Polio just a plane ride away – action needed
Rotary District 9940 16 July 2007
Polio just
a plane ride away – action needed to eliminate threat
A warning by polio campaigners that the disease that crippled or killed thousands of New Zealanders a generation ago is “just a plane ride away” has come horrifyingly true for Australia.
Australia’s first case of polio in 20 years arrived on a Bangkok - Melbourne flight, prompting Friday's national health alert. Health officials are urgently seeking all 249 passengers that shared the flight with an infected 22 year old Pakistani student, but so far have found only 120.
Now, when one out of four Kiwi kids has not completed their immunisation, New Zealand campaigners are calling for a final push to eliminate polio once and for all.
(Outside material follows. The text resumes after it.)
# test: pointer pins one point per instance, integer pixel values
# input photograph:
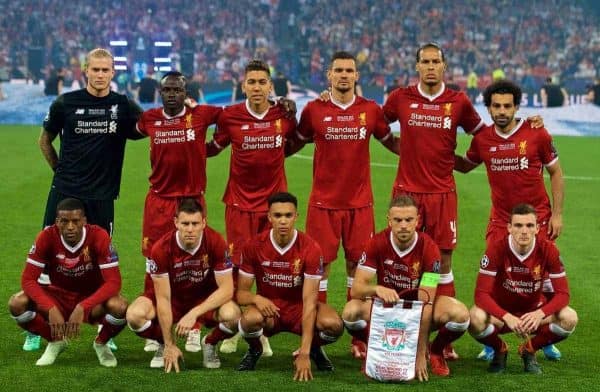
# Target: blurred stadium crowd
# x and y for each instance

“We must keep up defences here at home – and strengthen the global elimination effort which is so close to success,” says Wellington-based Rotary leader, Pat Waite.
“Polio will continue to threaten people everywhere as long as it exists somewhere. A new outbreak of polio is only a plane ride away.”
While only four countries are still polio endemic - Nigeria, India, Pakistan, and Afghanistan – cases are leaking out to otherwise polio-free Indonesia, Yemen, Somalia, Ethiopia, Chad, Namibia, Niger, Nepal and Bangladesh.
These are countries where Kiwis travel and work, and from where many new Kiwis come.
Huge strides have been made since the world community committed to global polio elimination. In 1988, polio was endemic in 125 countries, now it is only four. Polio cases have fallen by 99 per cent from the 350,000 cases in 1988.
But health experts estimate there may be 10 million new cases by 2050 if vaccinations in 2006-2008 are not done. Polio is one of the world’s most infectious diseases.
Pat Waite said: “The cost for donors is individually negligible but globally vital. At only $1 a dose, New Zealanders’ contribution of about ten cents a year per person over the past 20 years has prevented millions of polio victims.”
Last year Prime Minister Helen Clark was awarded the Polio Champion’s Award from Rotary International President (and Kiwi) Bill Boyd, to recognise the national effort.
Rotary is the largest private sector donor to the Global Polio Eradication Initiative, a public/private partnership with the World Health Organisation, UNICEF, US Center for Disease Control, national health agencies and community health providers.
Rotary committed its global efforts to polio eradication in 1985. Rotarians and supporters have contributed more than $3.7 billion to the effort, and tens of thousands of members have personally placed that single life-saving drop upon a child’s tongue.
The name for the vaccination programme, Polio Plus, indicates that the vaccine is used to fight polio plus five other diseases that strike children: diphtheria, pertussis (whooping cough), tetanus, measles and tuberculosis.